An elderly father from Vaitele whose home was broken into and vandalised last Sunday says he is frustrated by an allegedly slow and inadequate Police response.

Popo Su’a told the Samoa Observer that he arrived home in the early evening, about 8pm, to find a smashed front door.

“I feared for my life and that of my wife’s because the house was completely dark and we did not know if there was anyone still inside," he said. 

"Also we did not want to touch any evidence left behind until the Police had concluded their investigation."

Mr. Su’a said their family members called the Police but 45 minutes passed without response.

“We called again but the person that answered was very rude on the phone, they should not treat us elderly that way," Mr. Su'a alleged.

“I am not trying to bad mouth the Police; I am a concerned citizen calling for [the] Police to improve their services in terms of responding to the needs of the community especially around crimes."

Mr. Su'a further said the Police practice of not dusting for fingerprints was likely to frustrate investigations.

"How are they going to catch or pin point the culprit because fingerprints at the crime scene are the clear evidence," he said.

The 76-year-old said he was advised by Police to file a criminal complaint the next day.

“But I asked them who will the complaint be against?," he said. “I went to the Police station last Monday and made a statement.

“I started to question the process of their investigations. I am suggesting to [the] Police to invest in having the [equipment for] collecting fingerprints be available during police investigations.”
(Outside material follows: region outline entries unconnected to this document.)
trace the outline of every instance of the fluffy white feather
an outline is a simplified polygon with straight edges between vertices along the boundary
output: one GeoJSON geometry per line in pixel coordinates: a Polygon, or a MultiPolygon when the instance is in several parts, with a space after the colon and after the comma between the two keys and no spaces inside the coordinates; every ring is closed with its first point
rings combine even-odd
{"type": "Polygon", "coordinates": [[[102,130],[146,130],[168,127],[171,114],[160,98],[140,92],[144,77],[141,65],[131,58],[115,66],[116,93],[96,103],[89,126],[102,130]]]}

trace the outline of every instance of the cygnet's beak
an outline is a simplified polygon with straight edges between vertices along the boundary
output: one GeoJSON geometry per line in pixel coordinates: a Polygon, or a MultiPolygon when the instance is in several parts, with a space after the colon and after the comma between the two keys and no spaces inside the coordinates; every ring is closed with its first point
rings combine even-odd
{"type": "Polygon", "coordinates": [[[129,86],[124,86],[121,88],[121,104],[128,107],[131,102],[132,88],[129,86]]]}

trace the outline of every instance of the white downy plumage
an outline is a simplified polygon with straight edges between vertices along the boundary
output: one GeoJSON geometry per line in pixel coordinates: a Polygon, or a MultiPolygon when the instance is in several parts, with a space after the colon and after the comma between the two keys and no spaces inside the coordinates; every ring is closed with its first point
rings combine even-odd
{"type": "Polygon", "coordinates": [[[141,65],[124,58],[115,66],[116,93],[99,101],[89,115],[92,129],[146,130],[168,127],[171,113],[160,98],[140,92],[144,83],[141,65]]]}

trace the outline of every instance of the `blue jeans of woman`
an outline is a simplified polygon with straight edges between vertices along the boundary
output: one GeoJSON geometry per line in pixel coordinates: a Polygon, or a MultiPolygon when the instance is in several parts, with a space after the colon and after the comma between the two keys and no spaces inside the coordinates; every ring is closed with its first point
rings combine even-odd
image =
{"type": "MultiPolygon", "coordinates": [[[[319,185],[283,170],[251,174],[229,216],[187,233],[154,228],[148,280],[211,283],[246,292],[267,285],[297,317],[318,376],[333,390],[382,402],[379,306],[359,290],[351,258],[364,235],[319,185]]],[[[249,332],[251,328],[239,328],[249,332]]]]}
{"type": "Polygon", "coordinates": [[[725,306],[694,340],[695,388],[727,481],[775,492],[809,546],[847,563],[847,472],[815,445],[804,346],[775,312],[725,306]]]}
He also said that Police told him that they would not investigate if he did not file a criminal complaint but without an identified perpetrator he said it was unclear whom it should be lodged against.

“Will they just do nothing after a crime was committed or what if someone is hurt?,"he said.

“What really scared me on Sunday night was that when I entered my home there was a knife on the chair near the door yet that knife was in our kitchen when we left. For the safety of the community, equipment should be put in place and have people train as experts in the field that is needed.”

The father-of-four also expressed his fear of sleeping at night since the incident.

“Even though I pay for a security guard for protection, it does not make me safe and I feel like I am losing confidence in the Police.," Mr. Su'a said. “My [motive in raising this matter] is not to damage the image of the Police; no, I just wanted to voice my frustration so that they can improve their services in responding to calls from the public.

“There have been claims that the [cases]  of vandalism amid the community have increased. And now when I sleep, I hold onto a light powered by batteries to defend myself in case of a break in.”

Mr. Su’a added that in a situation where someone was injured and Police were slow to arrive on the scene, the public would feel legitimate concerns for its safety.

“Before the vandalism occurred, there have been quite a lot of incidents [at my home]

"Cash worth $700 was taken and [during a ...] period of three months I have had four phones stolen.

"I suspect that the people behind this are familiar with us."

Multiple requests for comment about the incident made to the Police Ministry via phone calls and emails have not been responded to over the past three days.